Menurut penuturannya, konon ia sudah melakukan
beberapa kali percobaan bunuh diri, namun yang sebelum-sebelumnya gagal. Ia
sempat memakan sabun colek, namun belum juga keracunan dan nyawanya melayang,
ia sudah merasa tersiksa. Ia pun berusaha memuntahkan lagi apa yang sudah
ditelannya.
Selanjutnya ia pun pernah menceburkan diri ke sebuah
situ yang cukup dalam. Ia berharap bisa mati tenggelam. Tapi sialnya di sana
ada seorang penggembala domba, dan dengan sigap menolong pemuda tersebut.
Pemuda itu sepertinya sudah mengidap penyakit. Mungkin
semacam depresi, tapi tidak ada yang tahu pasti, karena ia tidak pernah
diperiksa. Dan orang-orang yang berada di sekitarnya hanya cukup dengan
menyebutnya sudah setengah gila.
Ia baru berhasil pada percobaan ketiga.
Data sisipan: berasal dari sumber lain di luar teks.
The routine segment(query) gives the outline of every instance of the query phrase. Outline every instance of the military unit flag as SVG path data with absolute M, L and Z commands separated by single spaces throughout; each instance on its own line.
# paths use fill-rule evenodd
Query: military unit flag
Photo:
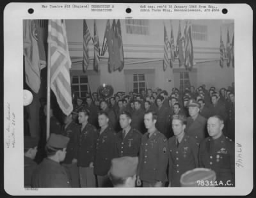
M 48 50 L 51 88 L 56 96 L 60 109 L 64 114 L 69 115 L 73 110 L 69 72 L 71 60 L 63 20 L 49 20 Z

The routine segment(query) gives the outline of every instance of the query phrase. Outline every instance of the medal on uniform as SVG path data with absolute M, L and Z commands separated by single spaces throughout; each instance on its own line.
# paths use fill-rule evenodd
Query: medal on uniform
M 132 146 L 132 139 L 128 139 L 128 146 L 129 147 L 131 147 Z
M 184 147 L 184 148 L 183 154 L 184 154 L 184 158 L 186 158 L 186 157 L 187 156 L 188 149 L 188 147 Z
M 220 162 L 220 155 L 216 155 L 216 162 Z

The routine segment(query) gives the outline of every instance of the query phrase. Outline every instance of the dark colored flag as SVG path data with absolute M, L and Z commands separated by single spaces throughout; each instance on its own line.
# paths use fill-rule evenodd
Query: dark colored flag
M 92 38 L 89 29 L 87 26 L 86 21 L 83 21 L 83 70 L 85 72 L 89 66 L 89 42 Z
M 119 57 L 120 59 L 120 65 L 119 66 L 118 70 L 122 71 L 124 66 L 124 56 L 123 40 L 122 38 L 121 23 L 119 19 L 118 20 L 116 23 L 116 30 L 118 33 Z
M 166 29 L 164 25 L 164 61 L 163 61 L 163 68 L 164 71 L 166 69 L 167 66 L 170 65 L 169 59 L 168 57 L 168 38 L 167 36 Z
M 194 52 L 193 49 L 191 24 L 186 24 L 185 33 L 185 67 L 189 70 L 192 69 L 194 64 Z
M 174 37 L 173 37 L 173 31 L 172 22 L 171 22 L 171 40 L 170 40 L 170 48 L 171 50 L 170 66 L 171 68 L 172 68 L 174 66 L 174 61 L 175 61 L 175 47 L 174 46 Z
M 221 30 L 220 31 L 220 66 L 223 67 L 224 57 L 225 57 L 225 47 L 223 41 L 222 40 Z
M 235 40 L 234 40 L 234 37 L 235 37 L 235 31 L 234 31 L 233 33 L 233 38 L 232 38 L 232 42 L 231 43 L 231 50 L 232 50 L 232 66 L 235 66 Z
M 229 32 L 228 29 L 228 33 L 227 35 L 227 66 L 228 67 L 230 65 L 230 62 L 232 59 L 231 57 L 231 43 L 229 39 Z

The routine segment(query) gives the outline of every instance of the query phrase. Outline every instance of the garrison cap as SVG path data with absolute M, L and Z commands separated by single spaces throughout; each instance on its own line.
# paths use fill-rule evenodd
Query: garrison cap
M 138 156 L 114 158 L 111 161 L 109 174 L 122 178 L 132 177 L 136 174 L 138 162 Z
M 198 108 L 200 107 L 200 104 L 197 102 L 195 99 L 191 99 L 188 103 L 188 107 L 197 107 Z

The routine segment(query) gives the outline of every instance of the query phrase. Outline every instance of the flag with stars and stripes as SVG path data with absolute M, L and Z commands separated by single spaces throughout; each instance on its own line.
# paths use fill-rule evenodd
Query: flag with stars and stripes
M 71 60 L 63 20 L 49 20 L 48 25 L 48 66 L 51 68 L 51 88 L 60 109 L 66 115 L 73 110 L 69 70 Z
M 85 72 L 89 66 L 89 42 L 92 39 L 85 19 L 83 20 L 83 71 Z

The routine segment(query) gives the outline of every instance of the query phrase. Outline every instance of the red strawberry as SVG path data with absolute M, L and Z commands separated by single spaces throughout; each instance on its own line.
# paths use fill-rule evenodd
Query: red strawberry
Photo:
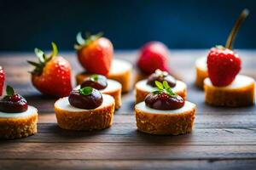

Ia mati
gantung diri di rumahnya, dengan tambang yang ia curi dari kandang tetangganya.
Tak ada yang berani masuk rumah itu sebelum polisi datang, bahkan orangtuanya
sendiri.
Karena sudah beberapa kali melakukan percobaan, dan
orang-orang di sekitarnya memberi kesaksian jika ia sudah setengah gila, maka polisi
tidak melakukan penyelidikan lebih jauh. Walau begitu, tetap saja kejadian
tersebut menyisakan luka yang sangat dalam bagi orang-orang di sekitarnya.
Perasaan gagal untuk meyakinkan tetangganya tetap hidup,
terus menghantui sepupu saya. Tidak ada kematian yang lebih menyakitkan bagi
orang-orang di sekitar selain kematian karena bunuh diri. Dan perasaan-perasaan
apakah kita sudah cukup berguna atau tidak, bisa menjadi salah satu pemicunya.
Perasaan jika kehidupan kita tidak cukup berguna
memang sangat memalukan. Disaat teman-teman kita unjuk prestasi dan capaian,
sedang kita merasa sangat jauh untuk mendapatkan hal itu, rasanya ingin
menghilang. Entah dengan tidak aktip bermain media sosial, atau benar-benar
hilang dari muka bumi ini.
Tapi kematian menutup semuanya, sedang dengan tetap
hidup, bisa membuat kemungkinan lain. Mungkin tidak hari ini, tidak esok, atau
tidak selamanya. Tapi dengan kita tetap hidup, akan ada orang lain yang merasa
hidupnya lebih berguna. Dan mungkin, itulah tugas kita sebenarnya.